3.0IQ160の美しきシリアルキラー!

2023年10月21日
PCから投稿
鑑賞方法:DVD/BD

テッド・バンディを知るための映画と言った感じでした。残虐な場面などもないため、誰でも観れる映画でもあります。エンドロール時に、テッド・バンディ本人の言動や周りの女性のインタビューが流れるのですが、まさに映画で描いたそのものと思える程なので、かなり忠実に描いてはいることは分かりました。
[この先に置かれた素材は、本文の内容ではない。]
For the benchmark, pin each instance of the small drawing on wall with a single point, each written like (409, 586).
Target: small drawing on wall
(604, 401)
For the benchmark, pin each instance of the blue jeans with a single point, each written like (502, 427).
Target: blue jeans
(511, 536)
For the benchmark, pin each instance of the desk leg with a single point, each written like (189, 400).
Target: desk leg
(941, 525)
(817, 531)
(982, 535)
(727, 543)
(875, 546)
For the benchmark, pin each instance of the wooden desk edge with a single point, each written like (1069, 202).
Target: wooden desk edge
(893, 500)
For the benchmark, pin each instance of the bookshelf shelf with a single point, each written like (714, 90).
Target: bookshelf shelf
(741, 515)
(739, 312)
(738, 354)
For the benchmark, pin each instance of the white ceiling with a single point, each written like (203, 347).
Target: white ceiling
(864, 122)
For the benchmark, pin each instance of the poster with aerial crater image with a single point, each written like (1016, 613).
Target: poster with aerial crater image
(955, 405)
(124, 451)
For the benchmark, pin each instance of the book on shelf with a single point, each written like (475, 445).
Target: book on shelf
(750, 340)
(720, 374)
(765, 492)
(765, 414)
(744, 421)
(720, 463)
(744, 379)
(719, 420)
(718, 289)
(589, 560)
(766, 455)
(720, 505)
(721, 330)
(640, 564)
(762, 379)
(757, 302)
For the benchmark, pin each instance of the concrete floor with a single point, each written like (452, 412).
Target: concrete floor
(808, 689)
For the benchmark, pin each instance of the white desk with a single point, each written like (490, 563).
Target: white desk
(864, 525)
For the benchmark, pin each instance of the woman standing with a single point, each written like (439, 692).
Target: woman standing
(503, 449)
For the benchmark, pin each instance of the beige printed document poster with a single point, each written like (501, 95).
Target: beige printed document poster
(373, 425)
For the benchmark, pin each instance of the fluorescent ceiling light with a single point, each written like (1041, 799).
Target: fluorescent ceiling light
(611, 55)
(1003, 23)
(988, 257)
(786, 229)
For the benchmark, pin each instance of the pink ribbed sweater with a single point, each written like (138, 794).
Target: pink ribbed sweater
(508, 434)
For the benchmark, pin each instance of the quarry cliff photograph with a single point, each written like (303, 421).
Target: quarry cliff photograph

ただ、ちょっと映画として面白みに欠けているなとった感想。予告では、これだけデッド・バンディの言動や容姿を持ち上げているので期待していましたが、デッド・バンディが警察や裁判官を振り回したり、世間を振り回したりといったシーンがあんまり目立っておらず、もっと過剰に描いてくれた方が映画としては面白かったかもしれません。

肝心のデッド・バンディは、単に強がりを言っているホラ吹きだけな人物に映ってしまいます。脱獄も実現はするのですが、すぐにつかまり何だか成功したとも思えず。女性ファンを虜にする姿も突然感があります。それが故に、なんだか消化不良で中途半端な人物映画のような出来栄えでした。

個人的見解として、本作をもう一つ二つ面白いスパイスを加えるとしたら、1つ目は裁判シーンをもっとしっかり描いてほしかった。自分で弁護をする前代未聞な状況ですから、法廷ものとしてもしっかり描いても面白かったかなと。

もう一つは、なんといっても是非是非!!!イケメン俳優ザック・エフロンのシリアルキラーっぷりなシーンが見たかったと思った次第なのです。凶悪な裏の顔との女性受けがいい表の顔とのギャップが感じられた方が、映画としては面白かったと思えます。

酷評はしてしまいましたが、もちろん映画として見ごたえもあります。テッド・バンディと恋に落ちてしまったシングルマザーのリズの心理描写が非常に興味深く描かれていました。愛する人が残酷なシリアルキラーと信じたくない気持ち、相反して判決は死刑判決をくだされて信じれない気持ち、苦悩の様子が痛々しいほどに伝わってきます。(しかし、テッド・バンディは本当に罪な男だと思いますよね…)

現実にあったとは思えない、エンターテインメント的な実在したシリアルキラー存在を知れたことは満足です。